Насколько я могла судить, то находилась я в прихожей, а пройдя чуть вперед, я оказалась в холле особняка. Холл украшала старинная мебель, а стены были покрыты дорогими обоями с незаметными, на первый взгляд, узорами. На стенах висели картины известных художников, которые отличались своей разношерстностью, начиная от ярких примеров импрессионизма и заканчивая темной готикой, и портреты прошлых обитателей сего дома. Чуть левее виднелась широкая лестница на второй этаж. Вся аура этого особняка говорила о том, как он дорог, но в то же время безлик без уютных вещей, хранящих душу обитателей. Создавалось впечатление, что этот дом стоит здесь именно такой, какой он есть, только потому, что это модно, или потому, что душа обладателя сего поместья так же безлика. Хотя, скорее всего, у этого особняка была сотня жильцов, и каждый из них вносил сюда свою лепту, что вскоре от самого дома ничего не осталось, потому что все вещи и души смешались между собой в хоровод красок. Мрачных, темных и душных.

Внезапно, даже каким-то шестым чувством, я поняла, что не одна в этой комнате. Резко обернулась, несколько насторожившись, и глазами нашла парня, который, в свое время, то ли спал, то ли отдыхал, лежа на софе с закрытыми глазами и немного согнув ноги в коленях, так как, само собой, она была слишком мала в длину, чтобы в ней поместился весьма высокий человек. И почему я не заметила его ранее? Я подошла чуть ближе к нему, отмечая его неординарную бледность; нечасто можно встретить таких японцев, хотя, с такой-то бледностью встретить какого-нибудь японца почти невозможно. А что еще более удивительно, так это то, что мне уже которую секунду кажется, что он не дышит, поэтому отсюда следует два варианта: или он действительно не дышит, или он просто так незаметно вздымает грудь при вдохе. Скорее всего, второе. Можно было подойти еще ближе, проверить пульс и наличие дыхания, но что-то остановило меня от этого действия — то ли боязнь неизвестного, то ли здравый смысл. Не будет же в этом доме вот так вот лежать труп? если же, конечно, у этого молодого человека не было какой-нибудь неизлечимой болезни. Мне ничего не оставалось, как отойти от него подальше, ни на секунду не отрываясь от его лица, чтобы, если что, не пропустить его пробуждения или подачи других каких-нибудь признаков.

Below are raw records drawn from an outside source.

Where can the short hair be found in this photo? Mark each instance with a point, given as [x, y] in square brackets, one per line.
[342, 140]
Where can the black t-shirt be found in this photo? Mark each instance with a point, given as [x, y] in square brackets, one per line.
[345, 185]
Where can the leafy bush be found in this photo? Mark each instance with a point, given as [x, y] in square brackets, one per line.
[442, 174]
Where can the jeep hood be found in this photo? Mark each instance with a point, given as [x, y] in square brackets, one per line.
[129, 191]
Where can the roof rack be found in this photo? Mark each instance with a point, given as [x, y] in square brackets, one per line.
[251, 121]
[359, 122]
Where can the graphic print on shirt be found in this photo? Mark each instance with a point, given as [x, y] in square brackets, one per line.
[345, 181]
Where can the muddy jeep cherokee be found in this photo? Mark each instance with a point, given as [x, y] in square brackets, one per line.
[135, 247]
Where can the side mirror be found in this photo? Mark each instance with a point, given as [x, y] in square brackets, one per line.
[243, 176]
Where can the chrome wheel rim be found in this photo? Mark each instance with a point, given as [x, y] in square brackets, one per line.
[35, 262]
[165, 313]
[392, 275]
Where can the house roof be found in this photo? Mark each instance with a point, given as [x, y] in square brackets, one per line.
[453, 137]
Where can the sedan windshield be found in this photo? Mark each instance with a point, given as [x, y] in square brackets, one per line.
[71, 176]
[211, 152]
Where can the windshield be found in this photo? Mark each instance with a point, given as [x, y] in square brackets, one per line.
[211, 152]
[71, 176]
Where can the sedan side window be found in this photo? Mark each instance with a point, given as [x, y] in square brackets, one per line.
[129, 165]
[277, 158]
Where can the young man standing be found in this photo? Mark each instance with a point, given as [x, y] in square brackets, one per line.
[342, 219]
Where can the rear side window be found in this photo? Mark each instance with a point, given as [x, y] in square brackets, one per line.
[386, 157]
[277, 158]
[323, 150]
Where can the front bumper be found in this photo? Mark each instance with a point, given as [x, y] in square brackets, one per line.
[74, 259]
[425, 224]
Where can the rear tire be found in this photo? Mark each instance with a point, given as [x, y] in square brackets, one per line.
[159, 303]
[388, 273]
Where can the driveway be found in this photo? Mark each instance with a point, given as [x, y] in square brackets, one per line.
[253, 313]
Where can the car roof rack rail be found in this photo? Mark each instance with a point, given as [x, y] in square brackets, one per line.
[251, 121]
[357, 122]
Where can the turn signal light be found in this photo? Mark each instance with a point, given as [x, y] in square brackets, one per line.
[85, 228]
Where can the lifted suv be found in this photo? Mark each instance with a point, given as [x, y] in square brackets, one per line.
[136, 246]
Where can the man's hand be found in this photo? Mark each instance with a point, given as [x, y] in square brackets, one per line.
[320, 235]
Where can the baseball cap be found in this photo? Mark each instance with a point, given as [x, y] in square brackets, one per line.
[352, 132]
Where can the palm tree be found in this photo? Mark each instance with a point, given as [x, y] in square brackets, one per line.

И тут он резко открыл глаза, заставляя меня вздрогнуть от неожиданности. Он медленно поднялся в сидячее положение и повернул голову в мою сторону. На меня смотрел парень, наверное, чуть старше меня, с насыщенными зелеными глазами, цвета свежескошенной травы, и ярко-рыжими, почти алыми волосами, как будто на его голове разожгли самый настоящий костер. Одет он был в черные брюки, одна штанина которых была небрежно закатана до колена, белая рубашка была наполовину расстегнута, словно незадолго до своего сна он мучился от летней зноя, а сверху, на рубашку, был одет пиджак, благо, хотя бы он никаких изменений не претерпел, на шее болтался неправильно завязанный галстук, от чего мне так и хотелось подойти к нему и исправить его неопрятность. В его глазах плескалась неподдельная насмешка, что граничила с долей ехидства, которое обычно бывает у всех обладателей зеленых глаз. Я ограничилась лишь легким поклоном в качестве приветствия.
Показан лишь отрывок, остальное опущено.